While the Democratic Unionist Party has been consulted throughout the process, the fact that the situation in Northern Ireland vis-à-vis the EU might be different in some ways to that of the rest of the UK post Brexit will cause concerns.

In Edinburgh, Nicola Sturgeon responded to the reports that Northern Ireland and the Republic could maintain regulatory alignment by saying there was no good reason that Scotland could not do the same with the EU and "effectively stay in the single market".

The First Minister tweeted: "If one part of UK can retain regulatory alignment with EU and effectively stay in the single market (which is the right solution for Northern Ireland) there is surely no good practical reason why others can't."

As the Prime Minister sat down for lunch with Mr Juncker, Downing Street responded to reports of the draft agreement and the phrase "regulatory alignment," insisting the UK's "territorial and economic integrity will be protected".

Donald Tusk, the European Council President, said the two sides were "getting closer" to making the required "sufficient progress" for him to recommend at next week’s EU summit that negotiations move on to trade and a transition period.

He tweeted: "Tell me why I like Mondays! Encouraged after my phone call with Taoiseach @campaignforleo on progress on #Brexit issue of Ireland. Getting closer to sufficient progress at December #EUCO."

As the Cabinet of the Irish Government met, Simon Coveney, the Deputy Prime Minister, was upbeat.

“The indications we have is that we are in a much better place now than we have been in the negotiations to date. The legitimate concerns that Ireland has been raising for months are going to be addressed fully.

“These discussions are moving in the right direction. I hope we are in a place this evening where Irish people north and south will get reassurance from the wording that is very close to being finalised now."

Mr Coveney told RTE Radio One that he believed that the post-Brexit border would be "invisible" with "no barriers" and would “look very much like it looks today".

Earlier, David Davis, the Brexit Secretary, appeared relaxed, saying: "We have put seven months of work, both sides, into getting to this point and we are hoping that Mr Juncker today will give us sufficient progress so we can move on to trade talks.

"The decision, of course, won't be taken until December 15 but that's what we are hoping for. Because trade talks are of enormous importance to the United Kingdom and to Europe.”

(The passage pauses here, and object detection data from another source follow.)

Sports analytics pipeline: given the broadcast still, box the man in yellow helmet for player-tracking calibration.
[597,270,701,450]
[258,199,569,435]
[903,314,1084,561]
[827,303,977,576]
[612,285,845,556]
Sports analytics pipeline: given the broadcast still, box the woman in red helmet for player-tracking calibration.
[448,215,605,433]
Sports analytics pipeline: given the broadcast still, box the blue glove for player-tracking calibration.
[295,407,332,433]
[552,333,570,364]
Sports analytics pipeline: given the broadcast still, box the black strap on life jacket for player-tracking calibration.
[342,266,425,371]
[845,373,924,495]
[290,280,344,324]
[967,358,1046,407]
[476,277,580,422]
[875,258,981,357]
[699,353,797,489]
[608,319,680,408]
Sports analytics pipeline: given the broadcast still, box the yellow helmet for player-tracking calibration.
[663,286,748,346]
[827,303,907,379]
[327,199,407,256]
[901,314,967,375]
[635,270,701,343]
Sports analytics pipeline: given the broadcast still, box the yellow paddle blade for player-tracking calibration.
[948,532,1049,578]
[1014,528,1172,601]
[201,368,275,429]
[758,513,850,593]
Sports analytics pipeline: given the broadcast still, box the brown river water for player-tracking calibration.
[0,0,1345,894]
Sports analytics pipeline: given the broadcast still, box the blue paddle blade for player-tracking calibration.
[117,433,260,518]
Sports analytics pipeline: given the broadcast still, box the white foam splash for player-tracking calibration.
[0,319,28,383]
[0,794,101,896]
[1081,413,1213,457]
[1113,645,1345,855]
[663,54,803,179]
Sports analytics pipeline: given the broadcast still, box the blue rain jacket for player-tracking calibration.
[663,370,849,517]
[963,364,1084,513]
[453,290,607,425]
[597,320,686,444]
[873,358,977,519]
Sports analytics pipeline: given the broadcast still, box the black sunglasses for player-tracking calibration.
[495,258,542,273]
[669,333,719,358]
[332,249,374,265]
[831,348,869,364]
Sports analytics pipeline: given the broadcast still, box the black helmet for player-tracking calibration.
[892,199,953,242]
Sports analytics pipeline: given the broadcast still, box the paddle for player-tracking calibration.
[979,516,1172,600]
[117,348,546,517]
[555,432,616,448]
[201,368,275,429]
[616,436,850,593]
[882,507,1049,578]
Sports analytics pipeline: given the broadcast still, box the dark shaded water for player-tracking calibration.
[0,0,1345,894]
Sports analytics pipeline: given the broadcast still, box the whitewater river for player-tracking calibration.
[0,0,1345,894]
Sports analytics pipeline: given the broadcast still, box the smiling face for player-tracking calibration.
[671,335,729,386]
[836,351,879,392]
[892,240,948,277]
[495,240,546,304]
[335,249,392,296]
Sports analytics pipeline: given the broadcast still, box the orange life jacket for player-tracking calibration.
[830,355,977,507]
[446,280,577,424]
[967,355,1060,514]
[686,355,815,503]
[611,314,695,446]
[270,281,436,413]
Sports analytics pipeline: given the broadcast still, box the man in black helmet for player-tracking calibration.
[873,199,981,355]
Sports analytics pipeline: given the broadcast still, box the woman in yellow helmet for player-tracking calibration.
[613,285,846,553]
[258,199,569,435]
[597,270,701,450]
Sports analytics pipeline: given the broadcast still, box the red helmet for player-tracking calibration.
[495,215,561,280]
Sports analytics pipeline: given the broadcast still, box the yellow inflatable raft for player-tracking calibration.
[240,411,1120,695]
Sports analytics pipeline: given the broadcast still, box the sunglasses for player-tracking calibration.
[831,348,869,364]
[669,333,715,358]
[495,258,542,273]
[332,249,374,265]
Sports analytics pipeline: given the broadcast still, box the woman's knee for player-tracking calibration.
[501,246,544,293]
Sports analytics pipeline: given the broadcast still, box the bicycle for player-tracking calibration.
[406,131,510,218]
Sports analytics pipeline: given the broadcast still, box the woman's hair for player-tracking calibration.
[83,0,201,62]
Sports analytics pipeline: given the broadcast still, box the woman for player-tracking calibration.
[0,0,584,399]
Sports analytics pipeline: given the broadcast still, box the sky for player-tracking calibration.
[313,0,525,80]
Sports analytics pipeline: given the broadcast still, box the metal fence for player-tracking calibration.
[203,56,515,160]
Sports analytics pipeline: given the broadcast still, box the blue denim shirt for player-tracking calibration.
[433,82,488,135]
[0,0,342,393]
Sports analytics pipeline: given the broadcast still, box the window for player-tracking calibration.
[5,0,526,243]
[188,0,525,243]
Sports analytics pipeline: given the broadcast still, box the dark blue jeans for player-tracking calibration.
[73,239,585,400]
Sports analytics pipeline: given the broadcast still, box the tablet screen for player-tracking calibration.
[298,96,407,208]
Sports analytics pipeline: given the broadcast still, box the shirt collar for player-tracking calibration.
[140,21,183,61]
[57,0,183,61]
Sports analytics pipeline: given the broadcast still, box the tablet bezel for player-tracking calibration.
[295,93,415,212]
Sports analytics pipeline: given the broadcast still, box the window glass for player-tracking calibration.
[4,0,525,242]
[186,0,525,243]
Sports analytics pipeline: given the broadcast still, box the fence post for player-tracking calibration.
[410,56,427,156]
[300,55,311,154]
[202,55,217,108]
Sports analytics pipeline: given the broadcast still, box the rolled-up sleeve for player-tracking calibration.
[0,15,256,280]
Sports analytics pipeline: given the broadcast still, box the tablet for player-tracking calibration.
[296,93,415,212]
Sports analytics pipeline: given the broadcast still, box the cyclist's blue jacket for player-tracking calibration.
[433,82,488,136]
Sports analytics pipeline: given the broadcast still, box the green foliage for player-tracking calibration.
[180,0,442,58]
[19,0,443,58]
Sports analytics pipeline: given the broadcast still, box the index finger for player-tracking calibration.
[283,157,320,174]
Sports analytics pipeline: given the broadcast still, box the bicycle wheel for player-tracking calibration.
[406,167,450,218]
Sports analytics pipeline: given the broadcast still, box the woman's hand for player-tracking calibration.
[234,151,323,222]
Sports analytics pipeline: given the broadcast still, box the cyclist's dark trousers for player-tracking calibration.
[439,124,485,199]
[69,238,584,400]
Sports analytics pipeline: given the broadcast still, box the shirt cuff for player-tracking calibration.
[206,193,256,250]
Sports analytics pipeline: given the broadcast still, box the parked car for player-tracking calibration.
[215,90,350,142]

Acknowledging that today was the day set by Mr Tusk for Britain to make more concessions so sufficient progress could be deemed to have been made, Mr Davis stressed: "It's an important day. Everybody understands that the decision to move on to trade talks is vital."

While not all details have been agreed on the three key phase one issues, progress has been made; the key is whether or not it is deemed by the EU27 to be sufficient.

On the divorce bill, the Government has moved to accepting that the EU27 should not lose out by the UK’s departure and, while a precise figure has not been accepted, the ball-park of 50 billion euros over several years seems to be the target to which both sides are now moving.

On citizens’ rights, the Government has moved to reassure those living in the UK that the process of registering and remaining will be straightforward; however, the key sticking point of any role beyond Brexit for the European Court remains unresolved.

On the Irish border, Dublin, which was handed a veto by Brussels on progressing the talks to phase two, seems to have been reassured and persuaded to accept a form of words that will remove this barrier; yet just how an open border will operate practically post Brexit still needs resolving.

Minutes before sitting down for lunch with Mrs May, Mr Juncker held talks with Leo Varadkar, the Taoiseach, as reports were being aired of a major compromise on the border.

Following her lunch, the PM will hold talks with Mr Tusk, who is organising next week’s EU summit, when any breakthrough to take the talks to the second phase on trade and transition will be formally ratified.

A joint UK-EU statement is expected later today.